From the narrow, selfish mentality of “I” and “mine,” we have to rise to the mentality of including the entire world and all its creatures. We should act with this attitude. All human thoughts and actions are centred around the ego. This attitude has to change. Man’s narcissistic outlook has made him see only his own reflection in the lake. He has ceased to see the trees and the rest of Nature reflected there. This cannot continue. We have to acknowledge and accept all with love and reverence.

This is the Information Age. However, if the information sits only in the head, it just becomes a burden for ourselves and others. The information in the head should enter the heart as knowledge. Only then will the light of discernment arise within it. Only when this light dawns within will we be able to see our fellow creatures with a compassionate eye. If not, we may have to endure stronger and more dangerous calamities in the future. It is also possible that Time and Nature will consume us entirely.

Two wildlife photographers were walking through a forest. All of a sudden, a huge lion jumped onto their path. The two photographers trembled with fear. One of them whispered to the other out of the corner of his mouth, “Don’t move! Don’t even breathe! Stand as still as a statue. Remember what we read in that book? If we stand still and look the lion in the eye, it will leave us alone.”

The second man replied, “Yes, you’re right, buddy. We read it in the book. But has the lion read that book? The book is one thing; this is another. So, run!

Often what we read in books is different than real life. It is only when we face real-life situations that we learn. Life is not what we read in a book. What we learn at a university is less than 10% of what we learn from the universe. In the universe, we learn lessons from all creatures, even from the smallest of them, like mosquitoes and ants. The real university is universal learning from the entire universe. Real learning is through experience alone. This is the difference between a naive child and a mature adult.

Reading books will definitely give us knowledge, but experience is the only real teacher. Books teach us that life is meant to be happy, not sad. However, is it appropriate to joke and laugh at a funeral? We learn from experiences in real-life situations. When we pass through a given situation, it can be said that we have learned that particular lesson.
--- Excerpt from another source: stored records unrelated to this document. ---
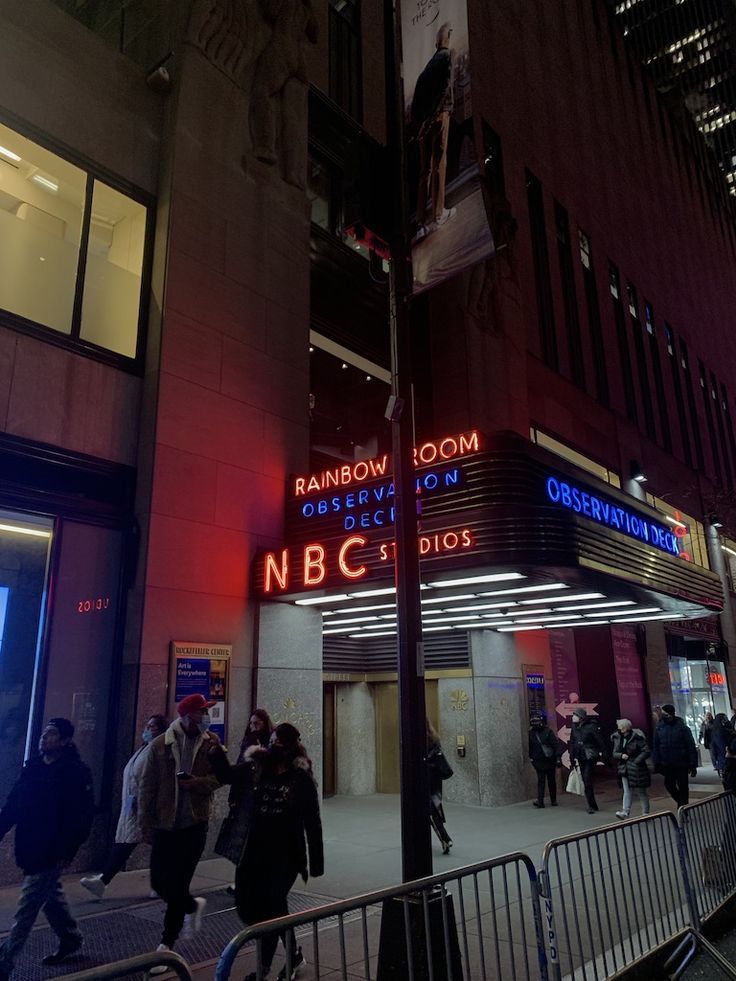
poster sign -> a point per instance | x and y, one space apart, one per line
451 228
202 669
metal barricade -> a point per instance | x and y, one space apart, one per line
133 965
612 896
482 922
709 833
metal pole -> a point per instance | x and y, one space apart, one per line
416 851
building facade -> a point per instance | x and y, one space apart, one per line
196 486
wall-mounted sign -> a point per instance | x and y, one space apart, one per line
607 512
202 669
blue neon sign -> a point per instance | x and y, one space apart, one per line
371 507
611 515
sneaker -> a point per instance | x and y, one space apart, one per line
66 949
193 921
297 961
159 968
94 884
442 219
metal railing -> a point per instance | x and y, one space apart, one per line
613 895
482 921
134 965
709 837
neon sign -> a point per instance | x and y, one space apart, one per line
434 451
372 505
611 515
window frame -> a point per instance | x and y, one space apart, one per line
94 172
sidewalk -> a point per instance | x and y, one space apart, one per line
362 853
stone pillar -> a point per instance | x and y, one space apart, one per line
356 739
289 678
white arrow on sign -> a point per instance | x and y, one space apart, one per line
567 708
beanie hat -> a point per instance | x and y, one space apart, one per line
63 727
193 703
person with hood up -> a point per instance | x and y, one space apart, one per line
283 825
675 754
544 754
51 808
720 738
128 834
630 752
586 748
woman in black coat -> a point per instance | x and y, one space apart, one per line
281 823
630 752
544 753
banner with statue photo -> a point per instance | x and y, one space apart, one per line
450 229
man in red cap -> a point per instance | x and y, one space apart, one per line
175 801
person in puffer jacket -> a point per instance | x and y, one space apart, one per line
630 753
675 754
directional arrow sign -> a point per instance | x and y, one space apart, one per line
567 708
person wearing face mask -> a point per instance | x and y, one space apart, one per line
176 790
128 834
283 826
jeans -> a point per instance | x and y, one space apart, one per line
676 783
587 769
550 777
117 858
643 797
174 858
261 890
42 890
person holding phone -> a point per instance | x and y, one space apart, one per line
176 790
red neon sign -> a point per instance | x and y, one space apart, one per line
434 451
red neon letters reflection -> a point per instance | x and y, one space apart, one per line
276 567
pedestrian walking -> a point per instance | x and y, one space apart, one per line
50 807
128 834
545 757
176 790
721 736
631 752
675 754
283 825
586 748
438 770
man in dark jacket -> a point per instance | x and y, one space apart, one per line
587 746
675 754
51 809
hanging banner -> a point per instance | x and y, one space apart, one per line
451 229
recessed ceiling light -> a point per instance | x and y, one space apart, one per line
471 580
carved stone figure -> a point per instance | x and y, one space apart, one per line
259 45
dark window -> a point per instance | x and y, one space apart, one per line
641 362
569 296
664 421
594 319
623 344
707 398
718 409
346 60
694 422
677 386
540 255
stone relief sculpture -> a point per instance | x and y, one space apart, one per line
259 46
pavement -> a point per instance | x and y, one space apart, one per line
362 853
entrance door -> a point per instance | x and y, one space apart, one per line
386 697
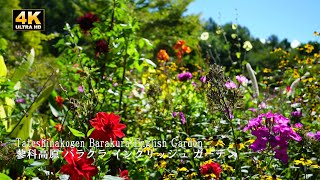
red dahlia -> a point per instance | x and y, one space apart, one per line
211 168
107 126
86 21
78 167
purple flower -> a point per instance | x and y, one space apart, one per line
310 134
252 109
242 79
282 155
20 100
259 144
203 79
276 130
296 114
184 76
182 118
230 85
80 89
315 136
298 125
262 105
174 114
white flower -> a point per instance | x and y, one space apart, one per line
247 45
204 36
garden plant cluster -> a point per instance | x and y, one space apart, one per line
124 96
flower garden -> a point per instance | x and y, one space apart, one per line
116 94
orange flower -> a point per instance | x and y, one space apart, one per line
162 55
58 127
59 101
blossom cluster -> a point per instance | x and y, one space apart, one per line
274 129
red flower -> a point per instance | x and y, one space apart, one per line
78 167
86 21
124 174
211 168
58 127
101 47
107 127
59 101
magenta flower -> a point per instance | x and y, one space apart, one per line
174 114
203 79
259 144
230 85
86 21
296 114
315 136
282 155
242 79
20 100
182 118
184 76
252 109
298 125
274 129
262 105
80 89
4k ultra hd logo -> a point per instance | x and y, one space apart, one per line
28 19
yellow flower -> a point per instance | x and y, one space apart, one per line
183 169
190 176
309 48
218 143
315 166
239 146
267 70
226 167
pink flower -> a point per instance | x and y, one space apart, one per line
230 85
184 76
203 79
262 105
242 79
80 89
298 125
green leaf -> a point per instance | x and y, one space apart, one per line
24 68
90 131
238 54
3 68
148 61
4 177
76 132
24 129
109 177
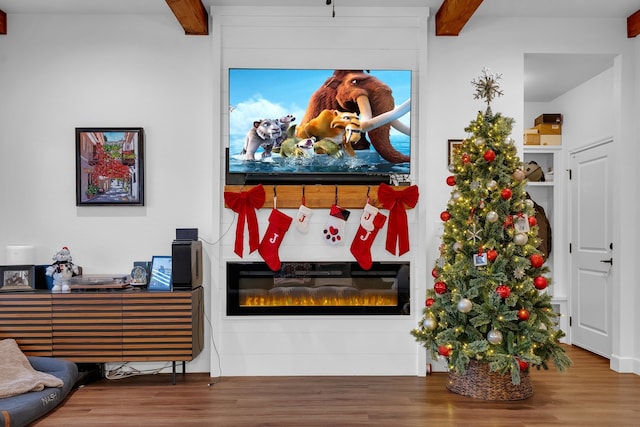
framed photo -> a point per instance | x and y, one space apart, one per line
161 268
109 166
17 278
454 144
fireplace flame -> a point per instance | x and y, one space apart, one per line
320 297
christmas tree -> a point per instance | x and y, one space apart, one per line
489 301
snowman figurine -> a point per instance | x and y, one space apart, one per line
62 270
Right now, our intellect is twisted. If there is an accident and someone is critically injured, such an intellect will only think business: “How many lime-sodas can I sell at the scene of the accident!” This business attitude is increasing.

People study Management, but do not know how to manage themselves. People get MBA degrees to learn to manage companies and businesses. Managing a company with 500 employees means managing 500 minds. Yet, we are not able to learn to manage our own thoughts and mind. Just as we manage the objects of the external world, we have to learn to manage the internal world and the mind.